When analyzing IR, people often use the opinions of influencers to support their views. However, an individual's popularity doesn't necessarily correlate with the accuracy or objectivity of their opinions. Influencers can be very persuasive, and without careful judgment, students might be "brainwashed" by their viewpoints.
The theory of the Clash of Civilizations, proposed by the late American scholar Samuel P. Huntington, is very popular in China. Therefore, we encouraged students to compare this theory with major wars that occurred after the Cold War. In this comparison, students examined objective historical facts and found that during the 1999 Kosovo War, predominantly Christian NATO countries supported the Muslim Albanians. In the 2003 Iraq War, Muslim Gulf countries sided with Christian America. Furthermore, in the 2011 Syrian War, the conflict was between the Shia and Sunni branches of Islam. Through these comparisons, students realized that post-Cold War international relations involve as much conflict within civilizations as between them.
(3) Learn from vivid historical facts and be cautious not to be misled by written history.
Most people acquire their understanding of history, including the history of IR, through reading books and articles.

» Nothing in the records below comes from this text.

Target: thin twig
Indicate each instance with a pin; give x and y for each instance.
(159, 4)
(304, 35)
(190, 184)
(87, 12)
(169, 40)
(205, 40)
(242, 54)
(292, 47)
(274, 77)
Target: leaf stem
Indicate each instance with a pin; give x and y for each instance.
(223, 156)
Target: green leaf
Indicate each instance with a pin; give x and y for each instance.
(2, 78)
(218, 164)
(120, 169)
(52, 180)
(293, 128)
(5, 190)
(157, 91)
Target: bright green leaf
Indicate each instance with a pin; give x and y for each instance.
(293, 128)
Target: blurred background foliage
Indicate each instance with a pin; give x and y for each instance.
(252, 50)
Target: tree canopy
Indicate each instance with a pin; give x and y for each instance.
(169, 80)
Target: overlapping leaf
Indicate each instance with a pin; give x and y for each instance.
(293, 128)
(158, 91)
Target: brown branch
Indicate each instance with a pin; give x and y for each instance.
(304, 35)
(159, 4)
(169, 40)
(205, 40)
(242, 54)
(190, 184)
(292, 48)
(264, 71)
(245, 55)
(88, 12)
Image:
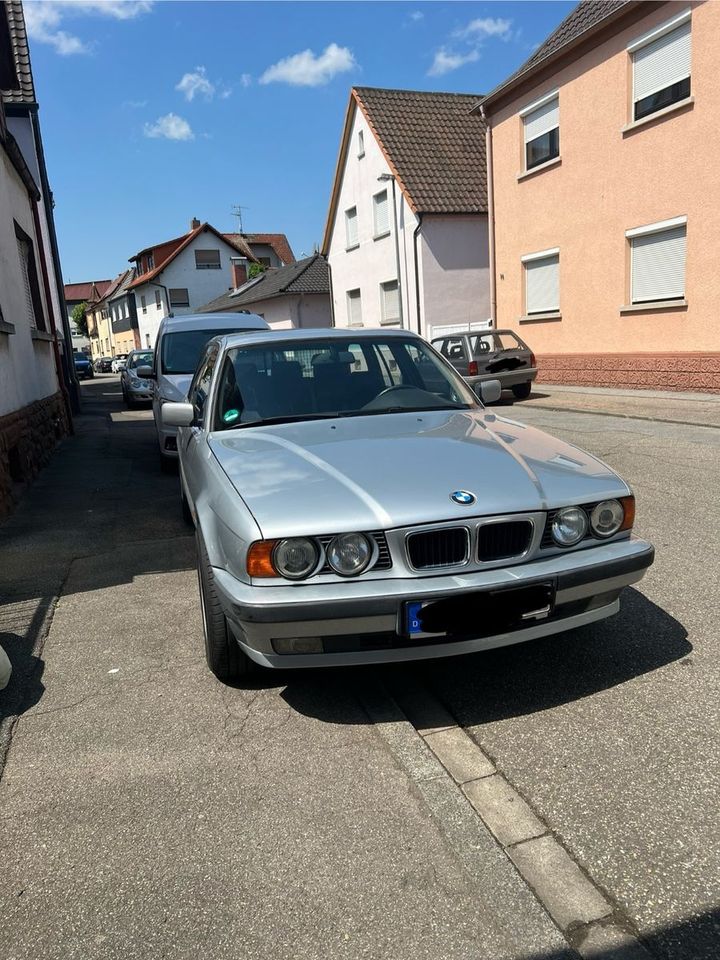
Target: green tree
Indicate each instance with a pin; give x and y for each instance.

Due to various reasons, authors might misrepresent or even make errors in their descriptions and judgments when writing historical articles or books. Therefore, we suggest that students pay more attention to vivid historical information, learn from eyewitnesses of the era, and acquire historical information from multiple sources to enhance their ability to verify the information they read.
At the same time, we suggest that students introduce specific aspects of China's foreign relations to the people around them. For example, when was the Soviet Union referred to as the 老大哥 "big brother" since the founding of New China? During the same historical period, when was the United States called the 美帝 "American Empire," and when did this term change to 'America'? In summary, discarding falsehood and improving students' judgment is a vital task in teaching IR.